Pitching in during these tough times has been as vital to her business as any happy hour and busy dinner service, Hayosh said, because it’s her name and reputation on the line.

“I want the kids to come in and think we have the hottest place around so they come back and have their wedding rehearsal dinner here and have their baby shower here. They just kind of grow with you,” she explained. “I want to know my guests, and I want it to be the kind of place where families can come for a good meal, and then mom and dad can come back at 9 or 10 and get a nightcap.”

To get back into the swing of things, Sidecar is doubling down on a lot of the community events that used to be staples at the restaurant, like the sold-out bourbon tastings, yoga and mimosa sessions, and drag queen bingo nights, among others. And they’ve recently brought in a brand-new outdoor grill where guests can get quick, foil-wrapped street food made to order.

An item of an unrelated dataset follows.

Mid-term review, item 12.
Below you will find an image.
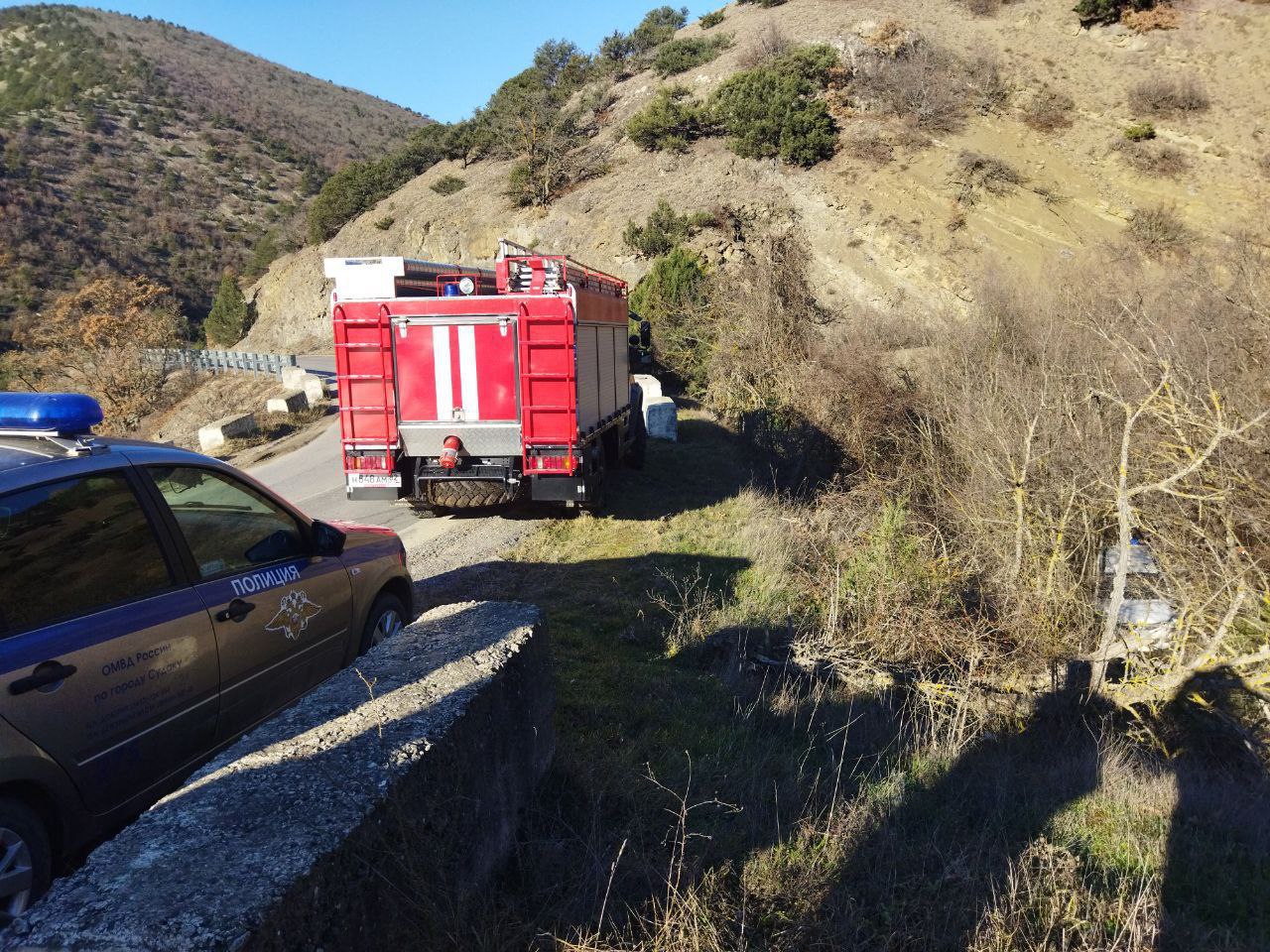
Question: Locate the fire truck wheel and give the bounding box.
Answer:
[428,480,516,509]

Of course that will all come with an added responsibility of keeping patrons safe from the virus. But that’s no problem, Hayosh said. She considers herself something of a clean freak, and her staff has long been used to keeping things sanitary and sparkling.

“I would hold my kitchen against any in the state of Michigan for cleanliness,” she said.

Hayosh isn’t alone, in more ways than one. All over Oakland County, businesses are working as hard as the Sidecar crew to bring patrons back through the door, and while they have support from communities, they’re also getting a leg up from economic development agencies, downtown development authorities, chambers of commerce and even local government leaders.

In early June, Oakland County Executive David Coulter announced that a second round of grants will be available to small businesses hit hard by the pandemic.

The most recent grants apply to businesses that can in some way transition their services or manufacturing to provide materials that will help other local businesses to safely reopen after the lockdown.

Outlets able to create essentials like hand sanitizers, protective equipment and barriers, or touchless technologies like thermometers are needed more than ever, and the county wants to incentivize creating those items nearby. The fund has more than $300,000 to distribute and is part of nearly $14 million in total grants that have been allocated to aid small businesses.

Lots of those locally manufactured personal protective equipment, or PPE, items will be included in the 10,000 reopening toolkits the county has committed to distributing to businesses of 50 employees or fewer. Each kit is stuffed with $400 worth of PPE that can be doled out to staff or employees to keep face-to-face interaction safe as we move forward.

“As many of our small businesses prepare to re-engage with customers, they will find a vastly different environment than the one they knew several months ago,” Coulter said in a prepared statement. “Customers and employees alike are concerned with their health and safety and want businesses to take the necessary steps to keep them protected as they regain their confidence. These grants will provide vital goods and services to our small businesses to help reassure customers their health and safety is a priority.”

Oakland County Treasurer Andy Meisner added to that effort, hosting a discussion panel for business owners and managers last week with experts to advise on reopening strategies.

Among the ideas discussed by representatives from the Guidepost Solutions consulting firm were solid stay-home policies for ill employees, added sanitation measures like desk partitions, and pandemic organization strategies, like naming a “pandemic coordinator” on the staff.

“Exiting the pandemic presents opportunities for education, preparedness and confidence-building so that local businesses and the people interacting with them remain viable and healthy,” said Meisner in a press release.